Le gène Parkin n'est que l'un des multiples gènes dont la modulation positive ou négative (en le surexprimant ou en le neutralisant) permet d'allonger la longévité. Depuis la découverte en 1993, par Cynthia Kenyon de l'université de Californie à San Francisco, du gène DAF-2, le premier identifié comme ayant un impact sur la longévité, la chasse aux « gérontogènes » a été menée tambour battant, avec de substantiels résultats. « Sur le nématode Caenorhabditis elegans, dont le génome compte approximativement 16.000 gènes, la communauté des chercheurs en a isolé une centaine ayant un impact sur la longévité », indique Hugo Aguilaniu, qui étudie tout particulièrement ce petit ver transparent d'un millimètre de long comme modèle simplifié du génome humain.

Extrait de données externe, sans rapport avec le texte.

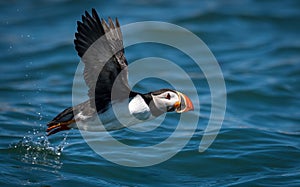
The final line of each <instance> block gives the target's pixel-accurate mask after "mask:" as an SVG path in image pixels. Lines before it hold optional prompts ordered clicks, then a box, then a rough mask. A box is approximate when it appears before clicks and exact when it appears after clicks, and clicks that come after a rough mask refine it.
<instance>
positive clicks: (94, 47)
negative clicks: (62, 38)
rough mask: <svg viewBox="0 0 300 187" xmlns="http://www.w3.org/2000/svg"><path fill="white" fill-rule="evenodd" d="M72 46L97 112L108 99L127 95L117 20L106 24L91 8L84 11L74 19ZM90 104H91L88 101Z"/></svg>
mask: <svg viewBox="0 0 300 187" xmlns="http://www.w3.org/2000/svg"><path fill="white" fill-rule="evenodd" d="M74 43H75V49H76V50H77V52H78V55H79V56H80V57H81V60H82V61H83V62H84V64H85V67H84V79H85V82H86V84H87V86H88V87H89V93H88V95H89V97H90V99H91V101H95V104H96V109H97V111H101V110H106V108H107V106H108V105H109V103H110V101H111V100H112V91H113V93H114V94H113V99H122V98H126V97H128V94H129V92H130V88H129V85H128V78H127V77H128V71H127V65H128V64H127V61H126V58H125V56H124V47H123V40H122V33H121V29H120V24H119V22H118V19H116V21H115V24H114V23H113V21H112V19H111V18H109V19H108V23H106V21H105V20H104V19H101V20H100V18H99V16H98V14H97V12H96V10H95V9H92V15H90V14H89V13H88V12H87V11H86V12H85V15H82V21H81V22H80V21H78V22H77V32H76V33H75V40H74ZM91 106H94V104H93V103H91Z"/></svg>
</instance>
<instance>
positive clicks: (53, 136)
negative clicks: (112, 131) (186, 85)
mask: <svg viewBox="0 0 300 187" xmlns="http://www.w3.org/2000/svg"><path fill="white" fill-rule="evenodd" d="M0 5H1V6H0V15H1V19H0V25H1V26H0V49H1V54H0V63H1V65H0V67H1V68H0V76H1V81H0V90H1V91H0V105H1V107H0V129H1V130H0V137H1V142H0V155H1V156H0V160H1V161H0V168H1V169H0V179H1V180H0V186H21V185H26V186H152V185H156V186H157V185H160V186H300V160H299V158H300V108H299V106H300V94H299V93H300V25H299V22H300V2H299V1H298V0H286V1H279V0H278V1H276V0H274V1H267V0H262V1H255V0H247V1H238V0H230V1H225V0H224V1H196V0H195V1H171V0H165V1H161V0H154V1H147V0H143V1H69V0H65V1H48V0H40V1H38V0H30V1H23V2H21V1H2V2H0ZM93 7H94V8H96V9H97V10H98V12H99V13H100V15H101V16H103V17H105V18H107V17H109V16H110V17H113V18H114V17H118V18H119V21H120V22H121V24H122V25H124V24H129V23H134V22H138V21H164V22H169V23H173V24H176V25H179V26H181V27H184V28H186V29H188V30H190V31H191V32H193V33H194V34H196V35H197V36H198V37H199V38H201V39H202V40H203V41H204V42H205V43H206V45H207V46H208V48H209V49H210V50H211V51H212V53H213V54H214V56H215V57H216V59H217V61H218V63H219V65H220V67H221V69H222V72H223V75H224V80H225V83H226V93H227V94H226V95H227V105H226V115H225V119H224V121H223V125H222V128H221V129H220V131H219V134H218V136H217V137H216V139H215V141H214V142H213V144H212V145H211V146H210V147H209V148H208V149H207V150H206V151H204V152H199V151H198V146H199V143H200V141H201V138H202V137H203V134H204V129H205V128H206V126H207V123H208V120H209V117H210V113H211V100H210V90H209V87H208V84H207V81H206V78H205V76H204V75H203V73H202V72H201V71H200V70H199V69H198V68H197V67H195V66H193V63H192V62H191V59H189V58H187V57H186V56H185V55H183V54H182V53H179V52H178V51H176V50H173V49H172V48H170V47H167V46H163V45H157V44H148V45H147V44H145V45H147V46H145V45H140V46H138V45H137V46H132V47H129V48H128V49H126V57H127V60H128V61H129V63H130V62H133V61H134V60H137V59H140V58H145V57H153V56H155V57H160V58H166V59H169V60H172V61H174V63H176V64H177V65H178V66H180V67H181V68H183V69H184V70H185V71H186V72H187V73H188V74H189V75H191V77H192V79H193V81H194V82H195V83H196V88H197V92H198V94H199V95H198V96H197V97H198V98H199V101H200V108H201V110H200V111H201V112H200V119H199V122H198V124H197V128H196V130H195V133H194V134H193V136H192V138H191V139H190V140H189V141H188V143H187V144H186V145H185V146H184V147H183V148H182V149H181V150H180V151H179V152H178V153H177V154H176V155H175V156H173V157H172V158H170V159H168V160H166V161H164V162H162V163H160V164H156V165H153V166H148V167H127V166H121V165H118V164H116V163H113V162H110V161H108V160H107V159H105V158H104V157H102V156H99V155H98V154H97V153H96V152H94V150H93V149H91V147H90V146H89V145H88V144H87V142H86V141H85V140H84V138H83V137H82V136H81V134H80V132H79V131H77V130H71V131H69V132H62V133H58V134H55V135H53V136H50V137H47V136H46V134H45V129H46V123H47V122H48V121H49V120H51V119H52V118H53V117H54V116H55V115H56V114H58V113H59V112H61V111H62V110H63V109H65V108H66V107H68V106H71V105H72V84H73V78H74V74H75V72H76V68H77V65H78V63H79V58H78V56H77V53H76V51H75V49H74V45H73V39H74V32H75V30H76V21H77V20H79V19H81V14H82V13H84V11H85V10H88V11H90V10H91V8H93ZM190 48H191V49H197V46H190ZM157 68H158V70H157V71H158V72H163V73H165V75H167V76H168V77H169V78H170V79H175V80H178V81H179V82H180V77H178V76H177V75H176V74H173V73H172V72H170V71H167V70H165V71H161V70H160V69H159V68H160V67H157ZM145 71H146V70H145ZM155 73H157V72H153V76H154V77H155V75H156V74H155ZM129 76H130V77H133V78H134V76H135V75H134V74H130V75H129ZM165 86H170V85H169V84H168V83H166V82H164V81H161V80H157V79H155V78H152V79H145V80H143V81H141V82H140V83H139V84H137V85H135V86H134V88H135V89H137V90H140V91H144V92H146V91H150V90H153V89H157V88H160V87H165ZM182 89H183V91H184V92H187V93H189V92H190V90H189V88H188V87H186V85H184V84H182ZM190 115H192V116H193V115H197V114H196V112H193V113H190ZM177 121H178V116H177V115H176V114H170V115H167V116H166V118H165V120H164V121H163V123H162V124H161V125H160V126H159V127H157V128H155V129H154V130H152V131H149V132H145V133H143V132H135V131H132V130H128V129H123V130H119V131H116V132H113V133H112V134H113V136H114V137H116V138H117V139H118V140H120V141H122V142H124V143H127V144H128V145H131V146H135V147H139V146H140V147H143V146H149V145H154V144H156V143H159V142H161V141H163V140H164V139H166V138H167V137H168V136H169V135H171V134H172V133H173V132H174V129H175V128H176V122H177ZM99 136H101V133H99ZM173 143H175V144H176V141H175V142H173ZM100 149H101V145H100ZM108 151H109V149H108ZM110 154H112V155H114V156H115V157H118V156H119V155H117V154H116V153H114V152H113V148H112V152H111V153H110ZM137 154H138V153H137ZM145 156H148V155H145ZM155 156H156V157H160V155H155Z"/></svg>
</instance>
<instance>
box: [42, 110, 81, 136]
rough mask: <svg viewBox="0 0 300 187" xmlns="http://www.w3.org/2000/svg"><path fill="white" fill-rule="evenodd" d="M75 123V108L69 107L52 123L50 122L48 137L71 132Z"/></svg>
mask: <svg viewBox="0 0 300 187" xmlns="http://www.w3.org/2000/svg"><path fill="white" fill-rule="evenodd" d="M74 122H75V119H74V114H73V107H69V108H67V109H65V110H64V111H62V112H61V113H59V114H58V115H57V116H56V117H55V118H54V119H53V120H52V121H50V122H49V123H48V124H47V126H48V128H47V130H46V132H47V133H48V134H47V135H48V136H50V135H51V134H55V133H57V132H60V131H64V130H69V129H71V128H70V125H71V124H72V123H74Z"/></svg>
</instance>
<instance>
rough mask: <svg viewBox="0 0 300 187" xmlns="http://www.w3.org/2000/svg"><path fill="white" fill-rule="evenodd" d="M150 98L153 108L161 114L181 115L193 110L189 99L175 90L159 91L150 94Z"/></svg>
mask: <svg viewBox="0 0 300 187" xmlns="http://www.w3.org/2000/svg"><path fill="white" fill-rule="evenodd" d="M151 96H152V99H153V103H154V105H155V107H156V108H157V109H159V110H160V111H163V112H172V111H175V112H177V113H182V112H187V111H190V110H193V109H194V106H193V103H192V101H191V100H190V98H188V97H187V96H186V95H184V94H183V93H180V92H178V91H175V90H171V89H161V90H158V91H155V92H152V93H151Z"/></svg>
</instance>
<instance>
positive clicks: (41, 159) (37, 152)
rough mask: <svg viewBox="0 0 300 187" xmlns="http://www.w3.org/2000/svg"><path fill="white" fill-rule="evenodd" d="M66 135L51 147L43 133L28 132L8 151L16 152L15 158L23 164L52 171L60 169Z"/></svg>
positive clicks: (52, 144) (62, 163) (35, 130)
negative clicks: (11, 150)
mask: <svg viewBox="0 0 300 187" xmlns="http://www.w3.org/2000/svg"><path fill="white" fill-rule="evenodd" d="M67 137H68V134H65V135H64V138H63V140H62V141H60V142H59V143H58V145H53V144H51V143H50V141H49V140H48V137H47V136H46V135H45V133H44V132H42V133H40V132H39V131H38V130H35V129H34V130H33V132H29V135H26V136H24V137H23V138H22V139H21V140H20V141H19V142H17V143H14V144H11V145H10V149H11V150H12V151H14V152H17V153H18V154H17V157H18V159H19V160H21V161H22V162H24V163H28V164H32V165H40V166H47V167H51V168H54V169H60V168H61V167H62V164H63V163H62V161H61V157H62V152H63V149H64V147H65V146H66V145H67V141H66V140H67Z"/></svg>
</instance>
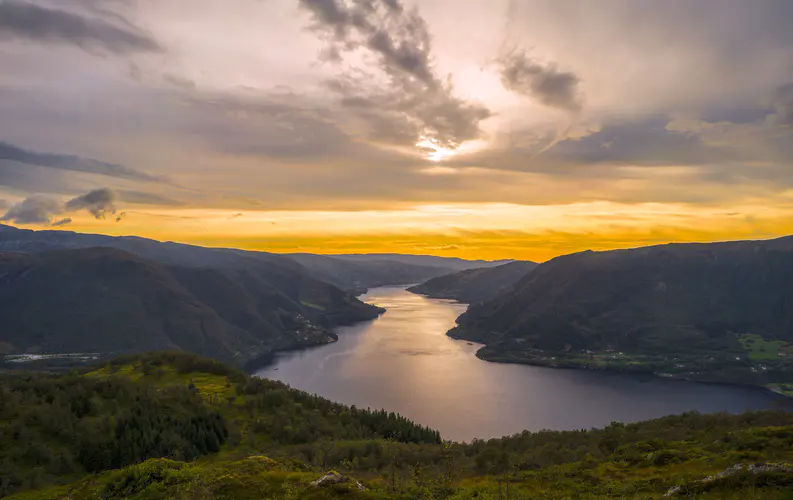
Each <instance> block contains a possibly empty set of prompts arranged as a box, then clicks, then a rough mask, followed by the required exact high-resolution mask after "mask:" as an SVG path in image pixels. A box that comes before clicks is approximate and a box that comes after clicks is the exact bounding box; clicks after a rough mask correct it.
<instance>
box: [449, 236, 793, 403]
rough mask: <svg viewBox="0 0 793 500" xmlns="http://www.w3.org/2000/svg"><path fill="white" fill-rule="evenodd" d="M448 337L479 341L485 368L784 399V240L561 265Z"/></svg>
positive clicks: (787, 256)
mask: <svg viewBox="0 0 793 500" xmlns="http://www.w3.org/2000/svg"><path fill="white" fill-rule="evenodd" d="M450 335H452V336H454V337H457V338H462V339H467V340H475V341H479V342H483V343H485V344H486V345H487V347H485V348H484V349H482V350H481V351H480V353H479V355H480V356H481V357H483V358H484V359H489V360H494V361H513V362H525V363H533V364H545V365H550V366H584V367H590V368H604V367H605V368H609V367H612V368H618V369H625V370H633V371H654V372H662V373H664V374H667V375H673V376H680V377H685V378H693V379H700V380H713V381H731V382H739V383H761V384H763V385H773V386H774V387H782V388H785V390H787V389H786V388H789V386H788V385H787V384H789V383H791V382H793V366H791V363H790V362H789V361H788V356H787V354H788V350H790V349H791V344H793V237H785V238H780V239H775V240H769V241H736V242H725V243H708V244H669V245H660V246H653V247H645V248H637V249H629V250H614V251H606V252H593V251H587V252H582V253H576V254H572V255H566V256H562V257H558V258H555V259H553V260H551V261H549V262H546V263H544V264H541V265H539V266H537V267H536V268H535V269H534V270H533V271H531V272H530V273H528V274H526V275H525V276H524V277H523V278H522V279H521V280H520V281H518V282H517V283H516V284H515V285H514V287H512V288H510V289H508V290H506V291H504V292H502V293H501V294H499V295H497V296H495V297H494V298H492V299H491V300H488V301H485V302H483V303H480V304H474V305H472V306H471V307H470V308H469V309H468V311H467V312H466V313H465V314H463V315H462V316H461V317H460V318H459V319H458V326H457V327H456V328H455V329H453V330H452V331H451V332H450ZM791 354H793V350H791Z"/></svg>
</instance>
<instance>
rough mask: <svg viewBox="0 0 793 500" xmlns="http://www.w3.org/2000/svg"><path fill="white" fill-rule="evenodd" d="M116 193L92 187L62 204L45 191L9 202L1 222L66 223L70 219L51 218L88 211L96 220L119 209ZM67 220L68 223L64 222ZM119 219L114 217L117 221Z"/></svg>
mask: <svg viewBox="0 0 793 500" xmlns="http://www.w3.org/2000/svg"><path fill="white" fill-rule="evenodd" d="M117 201H118V195H117V194H116V192H115V191H113V190H112V189H108V188H102V189H95V190H93V191H89V192H88V193H86V194H84V195H80V196H77V197H75V198H72V199H71V200H69V201H67V202H66V203H61V202H60V201H59V200H58V199H57V198H55V197H53V196H49V195H45V194H33V195H30V196H28V197H27V198H25V199H24V200H22V201H20V202H19V203H17V204H15V205H12V206H11V208H9V209H8V211H7V212H6V213H5V214H4V215H3V216H2V217H0V221H6V222H14V223H17V224H52V225H66V224H68V223H69V222H71V219H69V218H68V217H67V218H65V219H60V220H58V221H56V222H54V223H53V221H52V219H53V217H56V216H58V215H62V214H65V213H70V212H77V211H80V210H87V211H88V212H89V213H90V214H91V215H93V216H94V217H96V218H97V219H104V218H105V216H106V215H107V214H113V215H115V214H116V212H117V211H118V209H117V207H116V203H117ZM67 220H68V222H66V221H67ZM118 220H119V219H117V221H118Z"/></svg>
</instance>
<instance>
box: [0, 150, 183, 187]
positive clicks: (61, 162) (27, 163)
mask: <svg viewBox="0 0 793 500" xmlns="http://www.w3.org/2000/svg"><path fill="white" fill-rule="evenodd" d="M0 160H11V161H15V162H18V163H25V164H28V165H36V166H40V167H48V168H54V169H59V170H69V171H73V172H85V173H90V174H99V175H106V176H109V177H118V178H120V179H128V180H133V181H144V182H166V181H167V179H166V178H165V177H162V176H158V175H152V174H147V173H145V172H141V171H139V170H135V169H133V168H129V167H125V166H124V165H118V164H115V163H107V162H103V161H99V160H94V159H91V158H81V157H79V156H74V155H62V154H53V153H38V152H34V151H29V150H26V149H23V148H20V147H17V146H14V145H13V144H9V143H7V142H2V141H0ZM0 182H2V179H0Z"/></svg>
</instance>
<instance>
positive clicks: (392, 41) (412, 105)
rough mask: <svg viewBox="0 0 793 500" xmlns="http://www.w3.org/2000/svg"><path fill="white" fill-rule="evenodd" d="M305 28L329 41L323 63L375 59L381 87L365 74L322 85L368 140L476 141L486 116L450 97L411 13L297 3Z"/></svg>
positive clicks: (315, 4)
mask: <svg viewBox="0 0 793 500" xmlns="http://www.w3.org/2000/svg"><path fill="white" fill-rule="evenodd" d="M300 4H301V6H302V7H304V8H305V9H306V10H308V11H309V12H310V13H311V14H312V17H313V21H314V24H313V26H312V28H313V29H314V30H315V31H316V32H318V33H319V34H320V35H321V36H323V37H324V38H325V40H326V41H327V42H328V48H327V53H326V54H328V55H329V56H330V57H329V59H330V60H333V61H339V60H340V59H341V55H342V54H343V53H345V52H353V51H355V50H357V49H364V50H365V51H366V52H367V53H369V54H370V55H372V56H374V57H375V59H376V61H377V64H378V66H379V69H380V70H381V71H382V72H383V73H384V74H385V75H386V76H387V80H388V84H387V85H381V86H377V85H375V84H373V83H372V80H373V79H372V78H371V75H369V74H363V75H358V76H352V75H350V74H345V75H340V76H339V77H338V78H336V79H334V80H332V81H330V82H329V84H328V86H329V88H330V89H331V90H333V91H335V92H337V93H338V94H339V96H340V97H341V98H342V104H343V105H344V106H345V107H346V108H347V109H350V110H352V111H353V112H355V113H356V114H357V116H358V117H359V118H361V119H363V120H364V121H365V122H366V123H368V124H369V125H370V127H371V128H372V130H371V137H372V138H373V139H375V140H379V141H383V142H387V143H392V144H400V145H413V144H415V143H416V142H417V140H418V139H419V138H420V137H421V136H426V137H427V138H429V139H433V140H435V141H437V142H438V143H439V144H440V145H442V146H445V147H455V146H457V145H459V144H460V143H462V142H463V141H466V140H470V139H475V138H478V137H479V135H480V130H479V122H480V121H482V120H484V119H485V118H487V117H489V116H490V111H489V110H488V109H487V108H486V107H484V106H482V105H479V104H475V103H470V102H466V101H464V100H462V99H459V98H456V97H455V96H454V94H453V87H452V85H451V82H450V81H449V80H445V79H443V78H441V77H440V76H439V75H437V74H436V72H435V70H434V68H433V66H432V44H431V35H430V32H429V29H428V27H427V23H426V22H425V21H424V19H423V18H422V17H421V16H420V15H419V13H418V11H416V10H415V9H414V10H408V9H406V8H405V7H404V6H403V5H402V4H401V3H400V2H399V1H398V0H355V1H353V2H352V3H348V2H347V1H345V0H300Z"/></svg>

Une structure génétique flottante
Cette relative abondance de gènes susceptibles, si l'on en modifie l'expression, d'ajouter des années de vie à un organisme n'est pas tellement surprenante, explique le généticien. « Cela suggère que la longévité d'un organisme, à l'inverse d'autres traits comme sa capacité à se reproduire facilement par exemple, n'a pas d'impact significatif sur la survie de l'espèce et sur la transmission de son patrimoine génétique d'une génération à l'autre. » En effet, un organisme perd la capacité de se reproduire au-delà d'un certain âge. N'étant pas primordiale pour la survie de l'espèce, la longévité individuelle n'est pas soumise, de la part de la sélection naturelle, à une forte pression tout au long du processus évolutif. D'où sa structure génétique relativement flottante, sur laquelle les généticiens modernes peuvent assez facilement jouer - serrer un boulon ici, en desserrer un autre là.
Plus de vingt ans après la découverte initiale de Cynthia Kenyon, la course aux gérontogènes s'est un peu essoufflée, ce qui ne veut pas dire que la biologie du vieillissement soit une discipline moins active aujourd'hui que naguère. Mais elle a changé de visage. Plutôt que de s'acharner à augmenter la longévité, ce qui a déjà largement été fait avec les organismes inférieurs (dans le laboratoire lyonnais de Hugo Aguilaniu, le petit ver qui vit normalement moins de trois semaines a été maintenu en vie trois cents jours !), les scientifiques, qu'ils soient généticiens ou biologistes cellulaires, se concentrent désormais sur la qualité de ces années de vie gagnées sur le temps. Leurs travaux visent de plus en plus à comprendre et, si possible, neutraliser les innombrables mécanismes à l’œuvre dans la sénescence, dans l'espoir d'offrir demain aux laboratoires pharmaceutiques des armes efficaces pour lutter contre les maladies liées à l'âge. La biologie du vieillissement n'en est encore qu'à la fleur de l'âge.